C'est dans ces circonstances qu'invoquant sa qualité de subrogée de la société CT Conseil dans la convention d'agent commercial conclue en février 1995, indiquant avoir été dûment agréée en tant que cessionnaire de cette convention par lettre de l'avocat de Sligos en date du 16 janvier 1997, et se prévalant de la signature effective du contrat d'informatisation des douanes au Gabon (contrat Sofix), la société GFD s'est, par écrit en date du 19 décembre 1997, adressée à la société Sligos en vue de la mettre en demeure de lui payer le montant des commissions dont elle indiquait être créancière à la suite de la signature de ce contrat, à concurrence de la somme de 4 969 609,95 F HT, soit 5 993 349,60 F TTC.

A la suite d'échanges de correspondances entre les parties, et après envoi par Maître Ayache d'un courrier en date du 4 février 1998 rappelant à la société Sligos le droit pour la société GFD de revendiquer te paiement de la commission de 15 % du montant du contrat Sofix conclu au titre de l'informatisation des Douanes au Gabon, la société Groupe financier Dole "GFD" a, par acte d'huissier des 10, 20 et 22 juillet 1998, fait assigner la société Sligos, la société Atos Ingéniérie Intégration et la société Bull devant le Tribunal de commerce de Nanterre, pourvoir condamner solidairement les défenderesses à payer à la requérante la somme principale de 5 993 349,60 F, outre intérêts au taux légal, avec capitalisation des intérêts, et augmentée, à la charge de chacune des défenderesses, d'une somme de 500 000 F à titre de dommages-intérêts et d'une indemnité de 50 000 F sur le fondement de l'article 700 du nouveau Code de procédure civile.

Suivant jugement en date du 19 octobre 1999, le tribunal a:

- pris acte de ce que la SA Atos Intégration, ci-après Atos, vient aux droits de la société Sligos;

- dit que la SA Groupe financier Dole, ci-après GFD, a qualité pour agir à l'encontre de la société Atos;

- dit que GFD a qualité pour agir à l'encontre de la société Bull;

- condamné solidairement les sociétés Atos et Bull à payer à la société GFD la somme de 5 884 660 F TTC, majorée des intérêts légaux à compter du 26 mars 1998;

- ordonné la capitalisation des intérêts en application de l'article 1154 du Code civil;

- débouté la société Bull de sa demande de dommages-intérêts;

- débouté la société GFD de sa demande de dommages-intérêts;

- ordonné l'exécution provisoire sous réserve qu'en cas d'appel, GFD fournisse une caution bancaire égale au montant des condamnations prononcées;

- condamné solidairement les sociétés Atos Intégration et Bull aux dépens ainsi que solidairement au paiement à GFD de la somme de 25 000 F au titre de l'article 700 du nouveau Code de procédure civile;

- débouté les parties de leurs autres et plus amples demandes.

La société Atos Intégration et la société Bull ont interjeté appel de ce jugement.

Aux termes des conclusions déposées par elle le 19 décembre 2000, la société Atos Intégration conclut à titre principal à l'irrecevabilité de l'action de la société GFD à son encontre, dès lors que l'action en paiement contre un membre du GIE pour une dette de celui-ci n'est possible que si le groupement est lui-même dans l'incapacité de s'acquitter de sa dette, ce qui ne peut résulter que d'une mise en demeure adressée par acte extra-judiciaire.

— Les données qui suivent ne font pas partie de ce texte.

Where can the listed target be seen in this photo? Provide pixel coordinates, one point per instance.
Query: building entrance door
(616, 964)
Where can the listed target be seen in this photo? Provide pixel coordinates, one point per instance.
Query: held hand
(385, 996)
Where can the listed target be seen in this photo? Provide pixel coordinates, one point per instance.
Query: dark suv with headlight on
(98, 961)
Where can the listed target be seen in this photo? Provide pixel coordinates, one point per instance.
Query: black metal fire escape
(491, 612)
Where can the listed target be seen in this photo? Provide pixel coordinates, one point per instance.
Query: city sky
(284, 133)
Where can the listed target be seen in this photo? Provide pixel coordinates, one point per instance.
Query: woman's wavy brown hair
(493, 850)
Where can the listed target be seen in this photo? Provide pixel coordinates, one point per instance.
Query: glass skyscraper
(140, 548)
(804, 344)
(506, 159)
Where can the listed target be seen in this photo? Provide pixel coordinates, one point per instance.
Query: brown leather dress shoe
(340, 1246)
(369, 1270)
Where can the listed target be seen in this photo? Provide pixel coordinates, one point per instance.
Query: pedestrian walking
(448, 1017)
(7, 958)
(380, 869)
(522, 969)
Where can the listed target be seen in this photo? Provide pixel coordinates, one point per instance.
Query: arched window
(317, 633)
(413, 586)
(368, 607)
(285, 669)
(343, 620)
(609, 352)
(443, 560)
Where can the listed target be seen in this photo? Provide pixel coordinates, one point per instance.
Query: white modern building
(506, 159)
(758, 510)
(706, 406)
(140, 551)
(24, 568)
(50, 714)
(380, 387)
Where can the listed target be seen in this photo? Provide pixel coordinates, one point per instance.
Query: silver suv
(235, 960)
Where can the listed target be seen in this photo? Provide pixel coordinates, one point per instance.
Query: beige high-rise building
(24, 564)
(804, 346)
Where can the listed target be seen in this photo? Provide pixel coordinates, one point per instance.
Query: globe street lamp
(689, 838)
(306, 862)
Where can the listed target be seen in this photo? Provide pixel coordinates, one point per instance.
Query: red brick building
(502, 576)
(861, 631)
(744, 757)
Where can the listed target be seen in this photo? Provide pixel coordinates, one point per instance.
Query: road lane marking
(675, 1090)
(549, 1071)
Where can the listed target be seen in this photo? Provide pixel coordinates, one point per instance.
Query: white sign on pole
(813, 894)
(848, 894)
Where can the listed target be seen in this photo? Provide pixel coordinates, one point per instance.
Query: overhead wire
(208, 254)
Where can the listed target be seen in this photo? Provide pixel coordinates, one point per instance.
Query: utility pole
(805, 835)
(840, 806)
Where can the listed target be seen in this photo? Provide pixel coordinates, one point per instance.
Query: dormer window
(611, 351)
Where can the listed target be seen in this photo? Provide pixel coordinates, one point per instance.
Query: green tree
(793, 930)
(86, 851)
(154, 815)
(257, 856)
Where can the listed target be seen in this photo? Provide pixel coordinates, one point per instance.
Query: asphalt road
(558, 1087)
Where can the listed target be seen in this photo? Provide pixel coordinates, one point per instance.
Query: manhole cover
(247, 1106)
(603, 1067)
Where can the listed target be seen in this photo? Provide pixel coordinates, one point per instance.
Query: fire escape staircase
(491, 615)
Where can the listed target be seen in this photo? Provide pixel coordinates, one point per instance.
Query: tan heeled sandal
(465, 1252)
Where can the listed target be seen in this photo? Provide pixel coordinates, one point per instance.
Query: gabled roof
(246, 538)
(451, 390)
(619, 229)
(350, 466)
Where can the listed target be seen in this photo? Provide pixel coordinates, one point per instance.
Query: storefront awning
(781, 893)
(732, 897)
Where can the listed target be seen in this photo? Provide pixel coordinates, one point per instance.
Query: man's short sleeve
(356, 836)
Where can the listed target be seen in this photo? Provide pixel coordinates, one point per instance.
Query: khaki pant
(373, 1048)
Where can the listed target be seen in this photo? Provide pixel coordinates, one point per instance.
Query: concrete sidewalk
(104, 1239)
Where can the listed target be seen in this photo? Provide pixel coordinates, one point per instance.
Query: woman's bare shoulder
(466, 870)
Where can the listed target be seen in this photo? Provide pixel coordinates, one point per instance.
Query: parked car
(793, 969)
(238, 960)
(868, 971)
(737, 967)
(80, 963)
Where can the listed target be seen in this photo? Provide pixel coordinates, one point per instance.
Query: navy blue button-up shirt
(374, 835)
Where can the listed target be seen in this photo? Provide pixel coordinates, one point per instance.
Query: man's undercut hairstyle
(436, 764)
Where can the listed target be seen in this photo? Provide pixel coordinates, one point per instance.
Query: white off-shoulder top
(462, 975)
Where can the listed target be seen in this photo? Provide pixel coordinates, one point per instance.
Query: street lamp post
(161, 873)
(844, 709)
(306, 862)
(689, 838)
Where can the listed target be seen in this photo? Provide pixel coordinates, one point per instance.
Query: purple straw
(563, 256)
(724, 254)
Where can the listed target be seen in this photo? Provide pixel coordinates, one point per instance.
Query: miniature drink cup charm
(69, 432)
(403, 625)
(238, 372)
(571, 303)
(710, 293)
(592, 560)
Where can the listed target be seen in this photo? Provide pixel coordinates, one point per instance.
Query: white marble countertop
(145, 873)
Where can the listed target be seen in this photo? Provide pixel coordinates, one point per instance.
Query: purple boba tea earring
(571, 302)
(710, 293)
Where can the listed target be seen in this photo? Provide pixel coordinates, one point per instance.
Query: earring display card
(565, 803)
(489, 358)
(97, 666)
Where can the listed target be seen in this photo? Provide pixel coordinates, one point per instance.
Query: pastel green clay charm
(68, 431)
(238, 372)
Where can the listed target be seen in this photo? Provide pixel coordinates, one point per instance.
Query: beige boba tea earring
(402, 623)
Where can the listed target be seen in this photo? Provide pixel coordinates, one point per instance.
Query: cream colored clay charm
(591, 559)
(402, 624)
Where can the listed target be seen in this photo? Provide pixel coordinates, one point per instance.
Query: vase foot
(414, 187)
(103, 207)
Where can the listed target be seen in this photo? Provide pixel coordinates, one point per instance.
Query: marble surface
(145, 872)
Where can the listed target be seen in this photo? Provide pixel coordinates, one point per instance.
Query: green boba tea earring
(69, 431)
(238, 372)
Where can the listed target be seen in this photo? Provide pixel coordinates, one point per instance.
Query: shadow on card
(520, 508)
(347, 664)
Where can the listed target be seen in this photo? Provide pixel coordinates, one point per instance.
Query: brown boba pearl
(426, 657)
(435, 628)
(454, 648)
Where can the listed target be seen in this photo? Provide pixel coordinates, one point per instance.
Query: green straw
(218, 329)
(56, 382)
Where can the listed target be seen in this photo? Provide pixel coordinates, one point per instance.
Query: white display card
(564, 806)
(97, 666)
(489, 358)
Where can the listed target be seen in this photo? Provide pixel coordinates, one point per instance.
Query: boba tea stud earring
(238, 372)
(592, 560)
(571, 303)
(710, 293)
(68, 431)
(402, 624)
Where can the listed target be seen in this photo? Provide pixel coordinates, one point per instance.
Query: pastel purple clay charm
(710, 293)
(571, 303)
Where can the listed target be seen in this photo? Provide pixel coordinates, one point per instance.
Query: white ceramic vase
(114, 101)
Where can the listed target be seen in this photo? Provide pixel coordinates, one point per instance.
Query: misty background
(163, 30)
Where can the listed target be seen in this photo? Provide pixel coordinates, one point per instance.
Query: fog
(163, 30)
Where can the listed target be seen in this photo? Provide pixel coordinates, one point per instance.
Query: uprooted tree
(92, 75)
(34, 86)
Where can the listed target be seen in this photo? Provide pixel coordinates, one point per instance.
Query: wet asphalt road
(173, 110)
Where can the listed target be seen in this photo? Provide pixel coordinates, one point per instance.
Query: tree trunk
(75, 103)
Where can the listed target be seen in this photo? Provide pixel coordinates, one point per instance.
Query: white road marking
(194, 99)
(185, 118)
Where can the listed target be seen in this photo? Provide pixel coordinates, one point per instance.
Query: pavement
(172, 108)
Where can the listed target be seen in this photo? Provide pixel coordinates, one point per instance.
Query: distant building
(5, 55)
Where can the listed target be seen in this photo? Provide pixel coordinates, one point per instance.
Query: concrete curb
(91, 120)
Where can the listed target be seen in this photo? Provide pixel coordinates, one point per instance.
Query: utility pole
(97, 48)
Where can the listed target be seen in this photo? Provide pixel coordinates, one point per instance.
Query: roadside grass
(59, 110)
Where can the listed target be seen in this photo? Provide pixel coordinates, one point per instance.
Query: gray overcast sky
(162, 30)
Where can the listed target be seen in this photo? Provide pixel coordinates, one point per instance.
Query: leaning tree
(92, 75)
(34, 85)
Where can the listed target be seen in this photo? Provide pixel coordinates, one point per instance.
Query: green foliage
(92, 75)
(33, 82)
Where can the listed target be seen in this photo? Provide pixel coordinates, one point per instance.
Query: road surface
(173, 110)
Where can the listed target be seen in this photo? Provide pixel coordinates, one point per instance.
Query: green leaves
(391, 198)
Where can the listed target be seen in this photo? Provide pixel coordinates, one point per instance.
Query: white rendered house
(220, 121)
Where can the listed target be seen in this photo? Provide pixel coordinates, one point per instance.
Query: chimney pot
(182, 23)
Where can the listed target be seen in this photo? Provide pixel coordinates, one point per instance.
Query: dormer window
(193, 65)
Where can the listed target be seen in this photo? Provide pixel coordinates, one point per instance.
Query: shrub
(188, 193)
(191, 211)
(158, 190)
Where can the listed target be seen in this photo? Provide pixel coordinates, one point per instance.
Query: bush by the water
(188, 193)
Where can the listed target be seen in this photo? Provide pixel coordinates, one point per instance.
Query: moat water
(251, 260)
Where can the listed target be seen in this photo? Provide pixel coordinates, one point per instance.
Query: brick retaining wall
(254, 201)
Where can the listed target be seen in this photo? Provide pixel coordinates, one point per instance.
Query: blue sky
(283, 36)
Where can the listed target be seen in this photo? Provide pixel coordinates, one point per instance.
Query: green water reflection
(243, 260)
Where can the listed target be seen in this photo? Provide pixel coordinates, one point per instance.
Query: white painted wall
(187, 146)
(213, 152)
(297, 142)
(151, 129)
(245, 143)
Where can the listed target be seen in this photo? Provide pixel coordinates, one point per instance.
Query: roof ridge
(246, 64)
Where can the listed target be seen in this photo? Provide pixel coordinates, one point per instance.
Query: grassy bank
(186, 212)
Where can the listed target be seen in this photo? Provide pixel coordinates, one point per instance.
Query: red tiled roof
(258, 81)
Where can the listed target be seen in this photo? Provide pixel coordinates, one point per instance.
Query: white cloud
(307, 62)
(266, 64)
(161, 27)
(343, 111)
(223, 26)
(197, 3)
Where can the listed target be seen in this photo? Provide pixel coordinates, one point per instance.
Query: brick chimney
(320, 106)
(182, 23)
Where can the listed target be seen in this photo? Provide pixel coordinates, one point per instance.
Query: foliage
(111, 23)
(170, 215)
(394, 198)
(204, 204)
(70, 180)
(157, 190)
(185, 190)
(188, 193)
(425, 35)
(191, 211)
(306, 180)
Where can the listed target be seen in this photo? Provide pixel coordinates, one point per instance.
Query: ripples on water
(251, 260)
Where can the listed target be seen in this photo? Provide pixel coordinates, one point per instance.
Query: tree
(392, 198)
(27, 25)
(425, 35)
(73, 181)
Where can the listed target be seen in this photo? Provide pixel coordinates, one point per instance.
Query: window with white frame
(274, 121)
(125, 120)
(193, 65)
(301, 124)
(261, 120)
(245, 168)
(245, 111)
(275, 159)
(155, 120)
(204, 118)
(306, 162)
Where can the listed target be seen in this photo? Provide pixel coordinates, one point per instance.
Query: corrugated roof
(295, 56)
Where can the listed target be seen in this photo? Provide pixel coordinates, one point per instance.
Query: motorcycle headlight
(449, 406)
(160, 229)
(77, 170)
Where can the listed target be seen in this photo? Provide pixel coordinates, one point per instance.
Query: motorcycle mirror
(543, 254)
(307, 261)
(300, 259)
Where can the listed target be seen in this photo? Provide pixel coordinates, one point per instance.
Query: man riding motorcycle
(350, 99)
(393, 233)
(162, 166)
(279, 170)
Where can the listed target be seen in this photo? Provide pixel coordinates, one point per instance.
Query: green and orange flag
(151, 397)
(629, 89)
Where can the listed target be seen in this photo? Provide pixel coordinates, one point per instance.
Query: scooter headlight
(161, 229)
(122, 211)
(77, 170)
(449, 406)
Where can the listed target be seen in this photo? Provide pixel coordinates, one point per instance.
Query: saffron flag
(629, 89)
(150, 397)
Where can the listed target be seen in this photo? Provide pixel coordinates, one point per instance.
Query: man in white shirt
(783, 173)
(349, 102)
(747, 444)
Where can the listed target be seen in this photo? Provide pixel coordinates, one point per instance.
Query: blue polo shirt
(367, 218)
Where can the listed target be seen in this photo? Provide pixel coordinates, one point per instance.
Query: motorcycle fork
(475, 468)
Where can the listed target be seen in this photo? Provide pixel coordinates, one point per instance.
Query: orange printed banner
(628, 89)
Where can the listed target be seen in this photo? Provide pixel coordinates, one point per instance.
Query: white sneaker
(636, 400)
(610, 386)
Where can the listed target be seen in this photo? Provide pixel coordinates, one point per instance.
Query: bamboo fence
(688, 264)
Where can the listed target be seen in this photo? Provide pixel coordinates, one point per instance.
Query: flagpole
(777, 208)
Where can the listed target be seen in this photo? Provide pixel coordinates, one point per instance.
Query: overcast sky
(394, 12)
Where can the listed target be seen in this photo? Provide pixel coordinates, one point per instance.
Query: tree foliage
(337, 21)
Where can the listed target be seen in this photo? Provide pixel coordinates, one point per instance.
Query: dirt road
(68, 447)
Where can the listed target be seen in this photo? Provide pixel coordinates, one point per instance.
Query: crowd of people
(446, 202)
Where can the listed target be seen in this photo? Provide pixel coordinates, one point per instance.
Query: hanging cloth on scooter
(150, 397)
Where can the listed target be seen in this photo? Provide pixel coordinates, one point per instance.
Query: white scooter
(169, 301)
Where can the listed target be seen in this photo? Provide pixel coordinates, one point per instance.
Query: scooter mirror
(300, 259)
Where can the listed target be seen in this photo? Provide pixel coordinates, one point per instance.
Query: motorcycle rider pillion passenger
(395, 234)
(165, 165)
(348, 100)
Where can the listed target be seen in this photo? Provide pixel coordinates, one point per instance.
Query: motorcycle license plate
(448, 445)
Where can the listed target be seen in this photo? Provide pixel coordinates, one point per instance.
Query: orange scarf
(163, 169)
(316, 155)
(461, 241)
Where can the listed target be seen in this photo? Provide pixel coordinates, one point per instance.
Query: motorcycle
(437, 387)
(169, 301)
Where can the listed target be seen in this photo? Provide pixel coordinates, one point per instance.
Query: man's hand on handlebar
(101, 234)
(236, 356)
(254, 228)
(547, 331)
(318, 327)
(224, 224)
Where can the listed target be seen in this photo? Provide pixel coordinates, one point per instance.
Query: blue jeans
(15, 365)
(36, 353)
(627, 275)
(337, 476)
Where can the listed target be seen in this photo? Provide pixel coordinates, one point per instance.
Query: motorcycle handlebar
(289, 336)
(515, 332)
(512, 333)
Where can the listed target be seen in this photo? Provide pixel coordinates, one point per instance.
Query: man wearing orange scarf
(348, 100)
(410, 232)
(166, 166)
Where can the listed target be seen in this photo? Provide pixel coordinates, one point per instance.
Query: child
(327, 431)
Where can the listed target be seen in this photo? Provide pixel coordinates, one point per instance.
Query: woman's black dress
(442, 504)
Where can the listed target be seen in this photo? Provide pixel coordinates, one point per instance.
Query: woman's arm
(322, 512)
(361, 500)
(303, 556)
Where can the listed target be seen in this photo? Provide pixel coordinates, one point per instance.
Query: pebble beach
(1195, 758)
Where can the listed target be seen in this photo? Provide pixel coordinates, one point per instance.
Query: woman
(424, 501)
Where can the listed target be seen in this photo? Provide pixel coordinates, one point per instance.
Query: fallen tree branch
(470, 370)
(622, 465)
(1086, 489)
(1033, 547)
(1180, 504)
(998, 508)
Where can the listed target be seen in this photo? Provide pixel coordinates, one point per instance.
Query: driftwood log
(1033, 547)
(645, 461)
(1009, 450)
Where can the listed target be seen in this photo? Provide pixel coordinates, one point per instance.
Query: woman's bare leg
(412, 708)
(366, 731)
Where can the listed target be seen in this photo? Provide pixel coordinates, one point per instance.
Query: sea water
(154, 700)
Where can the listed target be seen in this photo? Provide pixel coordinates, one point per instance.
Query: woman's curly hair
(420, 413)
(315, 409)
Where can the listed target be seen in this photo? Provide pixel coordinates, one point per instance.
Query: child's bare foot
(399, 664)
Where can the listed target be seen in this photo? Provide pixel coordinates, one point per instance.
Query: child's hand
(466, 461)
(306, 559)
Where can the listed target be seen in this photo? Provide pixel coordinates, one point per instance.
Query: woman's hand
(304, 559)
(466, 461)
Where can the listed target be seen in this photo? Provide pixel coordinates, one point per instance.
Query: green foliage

Elle soutient également que la cession intervenue le 7 juillet 1997 entre Maître Ayache pris en sa qualité de liquidateur de la société CT Conseil et la société GFD est entachée d'irrégularité.

A cet égard, elle souligne qu'en application de l'article 156 de la loi du 25 janvier 1985 (article L. 622-18 du Code de commerce), les cessions opérées en cours de liquidation judiciaire, fût-ce dans le cadre d'une cession du fonds de commerce, n'entraînent pas transmission forcée des contrats, et elle indique qu'en l'occurrence, elle n'a jamais été consultée sur une cession de contrat au profit d'un tiers déterminé, de telle sorte que la cession litigieuse, intervenue en fraude de ses droits, doit lui être déclarée inopposable.

Subsidiairement au fond, la société appelante fait valoir qu'en l'espèce, GFD ne verse aux débats aucune pièce, aucun justificatif démontrant les prestations qu'elle-même - ou CT Conseil - aurait réalisées au bénéfice exclusif de la société Sligos, de nature à assurer la commercialisation et la mise en œuvre du programme informatique Sofix.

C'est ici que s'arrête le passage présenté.